Sebuah mobil terparkir mulus di halaman rumah minimalis dua lantai yang terlihat sejuk dan terawat. Sosok laki laki berusia 30 tahunan turun kemudian membuka bagasi sambil menurunkan beberapa koper dan segera membawanya untuk masuk ke dalam.

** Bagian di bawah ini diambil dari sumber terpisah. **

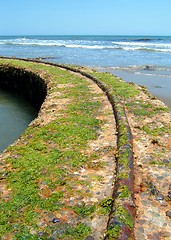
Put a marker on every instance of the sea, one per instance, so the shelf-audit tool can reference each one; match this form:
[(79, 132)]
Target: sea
[(145, 60)]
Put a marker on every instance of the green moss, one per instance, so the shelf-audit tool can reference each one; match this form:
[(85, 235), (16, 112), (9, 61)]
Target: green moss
[(114, 232), (84, 210), (124, 192)]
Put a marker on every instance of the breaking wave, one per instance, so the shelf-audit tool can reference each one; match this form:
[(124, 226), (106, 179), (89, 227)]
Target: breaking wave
[(143, 44)]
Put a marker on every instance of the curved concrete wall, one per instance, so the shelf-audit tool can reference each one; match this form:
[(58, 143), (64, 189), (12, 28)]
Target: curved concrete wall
[(30, 85)]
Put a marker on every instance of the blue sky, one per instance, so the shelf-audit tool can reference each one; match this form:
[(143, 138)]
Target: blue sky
[(111, 17)]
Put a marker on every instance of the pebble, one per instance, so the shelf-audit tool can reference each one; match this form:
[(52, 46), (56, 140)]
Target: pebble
[(89, 238), (55, 220), (159, 197), (169, 194), (168, 214)]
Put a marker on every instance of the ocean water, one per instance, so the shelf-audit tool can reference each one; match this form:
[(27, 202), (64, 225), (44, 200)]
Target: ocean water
[(141, 59)]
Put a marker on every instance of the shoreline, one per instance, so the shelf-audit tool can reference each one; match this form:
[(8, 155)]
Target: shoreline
[(154, 84)]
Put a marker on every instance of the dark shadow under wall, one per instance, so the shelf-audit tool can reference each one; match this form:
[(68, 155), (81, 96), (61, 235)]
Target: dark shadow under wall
[(26, 83)]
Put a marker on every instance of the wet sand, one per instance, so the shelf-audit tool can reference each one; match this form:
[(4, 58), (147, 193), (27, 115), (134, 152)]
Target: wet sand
[(158, 85)]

"Assalamualaikum." Ucapnya sembari membuka pintu. Riza membeli rumah ini sebulan yang lalu. Ia akan mulai tinggal disini sendiri dan bekerja sebagai dosen sekaligus ikut mengajar di pondok pesantren teman Ayahnya. Ia mendapat panggilan beberapa hari yang lalu dan Senin nanti Riza sudah akan mulai bekerja. Pikiran laki kali itu melayang memperhatikan amplop yang sedaritadi di pegang nya. Sebuah wasiat dari Sang Ayah sebelum tutup usia karena penyakit jantung yang diderita dari lama.
Rumah keluarga Al Rasyid.
Sebuah keluarga sedang berkumpul di ruang tengah. Tiga orang duduk cemas sembari memperhatikan sang kepala keluarga yang modar mandir karena sedaritadi menelpon seseorang tidak di jawab. "Bagaimana Yah?" Tanya Jena yang merupakan putri keduanya. "Belum di angkat. Tidak ada kabar juga." Keluhnya sembari mendudukkan diri di sofa. "Jaafar sudah coba hubungi. Tapi tidak diangkat juga Yah. Kemana anak itu?" Gumamnya bertanya tanya. "Bunda kan sudah suruh dia pulang tapi tidak mau. Semenjak Neneknya meninggal dia semakin jauh dengan kita." Kata Bunda begitu cemas. "Ayah sudah suruh orang mengecek di sana Bun. Jihan baik baik saja. Memang dia tidak mau berkomunikasi dengan kita." keluh pria itu sembari menghela napasnya. "Semenjak kecil dia tidak mendapat kasih sayang dari kita. Hidup belasan tahun hanya dengan neneknya." Kata Bunda sembari menangis. "Maafkan Jena Bun." Ia memeluk Bundanya merasa sangat bersalah. Karena ingin fokus merawatnya yang sakit sakitan membuat Bunda menitipkan jihan pada Sang Nenek yang bermukim di Inggris.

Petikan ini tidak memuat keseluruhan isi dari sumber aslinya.